Les stations disposeront de quais de 30 m et le réseau sera exploité à l'aide de 24 motrices de 24 m, du moins dans un premier temps : les rames pourront être allongés en cas de dépassement des prévisions de trafic.

Le coût total du projet est estimé à 250 M€. La mise en service de la première ligne est espérée fin 2016.

Un peu de prospective

La desserte de la rive gardoise de l'agglomération devrait pouvoir être relancée quand la première ligne aura été mise en service, levant assez probablment les réticences actuelles.

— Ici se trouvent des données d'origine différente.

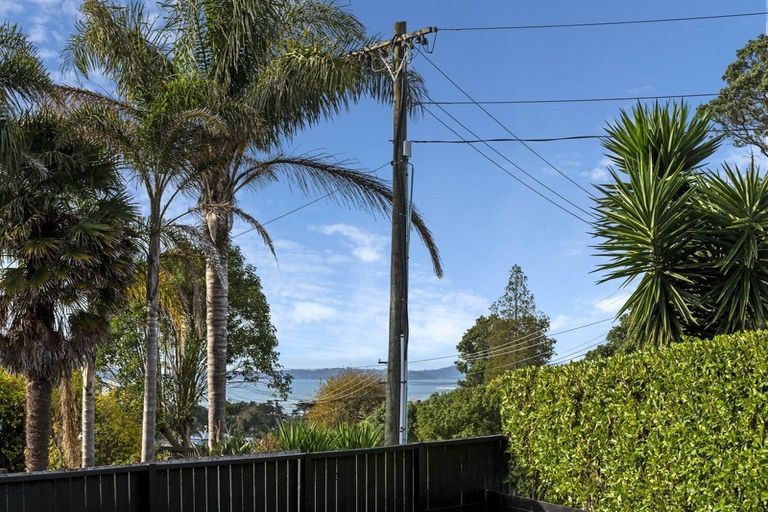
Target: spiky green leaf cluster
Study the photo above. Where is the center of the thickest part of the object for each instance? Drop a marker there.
(693, 242)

Par ailleurs, on peut imaginer que depuis la rocade, à la station Stade, émerge à terme une antenne pour aller desservir le centre hospitalier. C'est d'ailleurs un des points discutable du projet que de laisser à l'écart cet important équipement public.

Cette branche de l'hôpital pourrait elle-même augurer d'une extension de l'autre côté de la Durance, afin de proposer un parc-relais à l'entrée de Rognonas et ainsi collecter les flux venant du nord des Bouches du Rhône et de la plaine de Châteaurenard... encore que l'emprise de l'ancienne ligne des Bouches du Rhône soit toujours disponible. Verra-t-on un jour circuler entre Avignon et Châteaurenard (15000 habitants) des tramways interurbains ?

Reste que le changement de municipalité en mars 2014 malmène le projet : si le président de l'agglomération est favorable au tramway, la nouvelle maire souhaitait initialement réorienté le projet sur un BHNS. Or le tramway a été déclaré d'utilité publique, le marché du matériel roulant notifié ainsi que des marchés de travaux publics. Confronté aux réalités, la nouvelle municipalité n'a qu'une très faible marge de manoeuvre pour renier ses engagements : le tramway d'Avignon devrait rouler, peut-être avec du retard et éventuellement avec quelques corrections mineures de tracé. Un phasage a donc été retenu et mis en chantier en 2016.